Which equation is a quadratic equation?

Answer 1

the one with the x^2

Answer 2

y = −4(3x + 2)

y + 3x^3 = (x − 2)(3x + 8)

y − 3 = (2x^2 + 11)(x − 1) + 3x

y + 5x = −2x(4 − x) + 1

Answer 3

so it would be the third option?

Answer 4

I feel d go ahead and isolate y and expand

Answer 5

norp not the third

Answer 6

its the last one

Answer 7

(2x^2 + 11)(x − 1) + 3x
^ ^ beome 2x^3
if you distribute

Answer 8

coz it involves powers up to 2

Answer 9

okay thanks... i have another question...
What are the x-intercept(s) of the graph of y − 8 = x2 − 6x?

(−2, 0) and (4, 0)

(2, 0) and (−4, 0)

(2, 0) and (4, 0)

(−2, 0) and (−4, 0)

Answer 10

y − 8 = x2 − 6x
add 8 to both sides and plug in 0 into y
making y zero means that you will get the x axis as a result when you solve for x.
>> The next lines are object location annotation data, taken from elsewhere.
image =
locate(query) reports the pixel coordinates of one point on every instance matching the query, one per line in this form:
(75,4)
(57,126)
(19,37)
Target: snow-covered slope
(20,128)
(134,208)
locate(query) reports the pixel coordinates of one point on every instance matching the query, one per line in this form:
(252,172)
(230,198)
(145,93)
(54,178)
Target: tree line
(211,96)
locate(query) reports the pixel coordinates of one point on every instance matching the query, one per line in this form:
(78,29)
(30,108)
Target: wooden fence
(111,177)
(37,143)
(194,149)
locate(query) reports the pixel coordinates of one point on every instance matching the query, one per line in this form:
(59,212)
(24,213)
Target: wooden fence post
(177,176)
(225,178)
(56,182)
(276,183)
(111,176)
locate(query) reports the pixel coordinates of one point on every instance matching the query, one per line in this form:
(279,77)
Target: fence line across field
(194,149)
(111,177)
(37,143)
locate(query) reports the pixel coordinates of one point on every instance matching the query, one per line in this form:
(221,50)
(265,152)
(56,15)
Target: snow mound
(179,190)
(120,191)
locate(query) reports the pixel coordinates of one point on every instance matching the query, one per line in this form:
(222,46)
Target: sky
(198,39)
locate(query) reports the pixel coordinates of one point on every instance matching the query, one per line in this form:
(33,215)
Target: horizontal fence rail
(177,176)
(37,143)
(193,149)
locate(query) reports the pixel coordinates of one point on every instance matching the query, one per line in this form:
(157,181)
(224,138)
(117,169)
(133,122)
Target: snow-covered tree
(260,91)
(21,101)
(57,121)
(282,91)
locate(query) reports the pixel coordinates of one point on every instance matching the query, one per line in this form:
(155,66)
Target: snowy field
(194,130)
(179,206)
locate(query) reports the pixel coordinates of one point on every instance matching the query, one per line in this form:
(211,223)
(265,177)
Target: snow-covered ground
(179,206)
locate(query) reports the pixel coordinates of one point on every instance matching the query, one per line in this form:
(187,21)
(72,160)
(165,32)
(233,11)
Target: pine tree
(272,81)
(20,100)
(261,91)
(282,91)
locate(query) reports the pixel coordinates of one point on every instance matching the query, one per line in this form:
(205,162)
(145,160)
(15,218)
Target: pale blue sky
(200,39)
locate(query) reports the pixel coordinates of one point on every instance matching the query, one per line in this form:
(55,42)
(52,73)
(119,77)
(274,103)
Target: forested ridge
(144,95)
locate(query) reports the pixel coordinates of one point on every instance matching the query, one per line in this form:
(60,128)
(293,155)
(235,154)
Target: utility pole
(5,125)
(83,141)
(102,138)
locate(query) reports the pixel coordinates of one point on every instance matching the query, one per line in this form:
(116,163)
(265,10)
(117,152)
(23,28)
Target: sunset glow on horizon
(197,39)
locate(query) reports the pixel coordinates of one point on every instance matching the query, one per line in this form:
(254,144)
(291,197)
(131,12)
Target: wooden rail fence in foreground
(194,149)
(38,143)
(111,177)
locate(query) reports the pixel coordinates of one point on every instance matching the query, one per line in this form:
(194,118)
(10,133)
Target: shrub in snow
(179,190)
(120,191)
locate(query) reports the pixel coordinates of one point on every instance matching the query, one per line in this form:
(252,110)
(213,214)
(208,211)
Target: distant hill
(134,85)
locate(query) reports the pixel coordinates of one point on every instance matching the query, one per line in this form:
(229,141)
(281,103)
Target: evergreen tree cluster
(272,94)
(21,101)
0= x2 − 6x+8 from here it is a standard quadratic equation. You can use your favorite method of finding the roots aka zeros aka x intercepts.

those methods include graphically, completing the square, quadratic formula or factoring. :)

Answer 11

as it turns out it can be factorable
0= x2 − 6x+8
is
0 = (x-4) (x-2)

I think you might now this but lets say you dont.
(x-4)* (x-2)=0
a * b =0

look at bottom equation. In order for a*b=0 to be true either a can be 0 or b can be 0
which means

x-4=0 or x-2=0

x=4 x=2


lets see

(4-4)*(2-4)=0
0 * (-2)=0
0=0 there fore true

same applies to x=2
(4-2) * (2-2)=0
(2) * (0)=0
0=0

there fore roots or x intercepts are
4 and 2

Answer 12

thank you so much! that helps a lot :)

Answer 13

yeah i can help